Section 1.2      Effect of Amendment . This Amendment shall not constitute an amendment or modification of any provision of, or schedule or exhibit to, the Stockholders’ Agreement not expressly referred to in this Amendment. Except as expressly amended or modified in this Amendment, the provisions of the Stockholders’ Agreement are and remain in full force and effect.
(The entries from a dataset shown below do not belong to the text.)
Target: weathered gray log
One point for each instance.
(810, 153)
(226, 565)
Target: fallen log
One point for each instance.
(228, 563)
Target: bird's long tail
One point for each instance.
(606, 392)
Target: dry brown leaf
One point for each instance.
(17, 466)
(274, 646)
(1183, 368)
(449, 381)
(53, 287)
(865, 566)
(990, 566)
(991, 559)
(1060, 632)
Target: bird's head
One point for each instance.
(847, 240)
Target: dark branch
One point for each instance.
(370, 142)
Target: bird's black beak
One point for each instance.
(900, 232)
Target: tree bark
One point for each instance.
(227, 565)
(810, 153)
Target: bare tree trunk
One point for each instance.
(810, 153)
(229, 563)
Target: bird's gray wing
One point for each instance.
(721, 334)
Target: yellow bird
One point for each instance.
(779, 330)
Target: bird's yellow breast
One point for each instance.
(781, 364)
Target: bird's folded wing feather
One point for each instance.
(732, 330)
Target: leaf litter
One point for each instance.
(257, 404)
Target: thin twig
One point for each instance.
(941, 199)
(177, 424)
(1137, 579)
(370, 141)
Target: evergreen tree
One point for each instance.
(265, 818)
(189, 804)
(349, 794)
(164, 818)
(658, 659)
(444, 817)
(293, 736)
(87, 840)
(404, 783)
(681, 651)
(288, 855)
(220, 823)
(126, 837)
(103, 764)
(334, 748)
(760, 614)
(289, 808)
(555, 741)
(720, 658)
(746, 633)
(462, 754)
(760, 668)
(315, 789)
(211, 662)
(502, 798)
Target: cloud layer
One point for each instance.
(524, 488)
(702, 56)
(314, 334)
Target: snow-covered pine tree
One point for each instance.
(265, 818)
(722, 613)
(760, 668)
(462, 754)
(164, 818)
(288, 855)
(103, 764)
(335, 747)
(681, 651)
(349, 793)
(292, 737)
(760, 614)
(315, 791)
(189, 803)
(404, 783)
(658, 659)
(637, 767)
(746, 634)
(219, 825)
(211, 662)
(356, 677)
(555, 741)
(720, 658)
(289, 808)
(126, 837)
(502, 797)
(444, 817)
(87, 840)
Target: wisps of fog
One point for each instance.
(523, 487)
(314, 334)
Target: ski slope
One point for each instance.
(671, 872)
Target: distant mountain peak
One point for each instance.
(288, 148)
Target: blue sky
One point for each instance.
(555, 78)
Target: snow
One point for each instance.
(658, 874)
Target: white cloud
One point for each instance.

Whenever the Stockholders’ Agreement is referred to in the Stockholders’ Agreement or in any other agreement, document or instrument, such reference shall be deemed to be to the Stockholders’ Agreement, as amended by this Amendment, whether or not specific reference is made to this Amendment.
Section 1.3      Governing Law . This Amendment shall be governed by, and construed in accordance with, the laws of the State of Delaware (without regard to any conflicts of laws principles thereof).
Section 1.4      Counterparts; Amendment Effective Date . This Amendment may be executed in any number of counterparts, all of which together shall constitute one instrument, each of which may be executed by less than all of the Stockholders, and shall be effective (the " Amendment Effective Date ") and enforceable against the Company and each of the Stockholders upon the execution by Company of this Amendment in accordance with Section 4.5 of the Stockholders' Agreement and the execution and delivery to the Company of counterparts to this Amendment by the holders of at least two-thirds of the outstanding Shares at the time of the delivery of the last counterpart to this Amendment comprising at least two-thirds of the outstanding Shares.
Section 1.5      Severability . The Stockholders and the Company hereto agree that the terms and provisions in this Amendment are reasonable and shall be binding and enforceable in accordance with the terms hereof and, in any event, that the terms and provisions of this Amendment shall be enforced to the fullest extent permissible under law. In the event that any term or provision of this Amendment shall for any reason be adjudged to be unenforceable or invalid, then such unenforceable or invalid term or provision shall not affect the enforceability or validity of the remaining terms and provisions of this Amendment, and the Stockholders and the Company hereby agree to replace such unenforceable or invalid term or provision with an enforceable and valid arrangement which in its economic effect shall be as close as possible to the unenforceable or invalid term or provision.
Section 1.6      Titles and Subtitles . The titles and subtitles used in this Amendment are used for convenience only and are not to be considered in construing or interpreting this Amendment.
Section 1.7      Further Assurances . The Stockholders agree, without further consideration, to execute such further instruments and to take such further actions as may be necessary or desirable to carry out the purposes and intent of this Amendment.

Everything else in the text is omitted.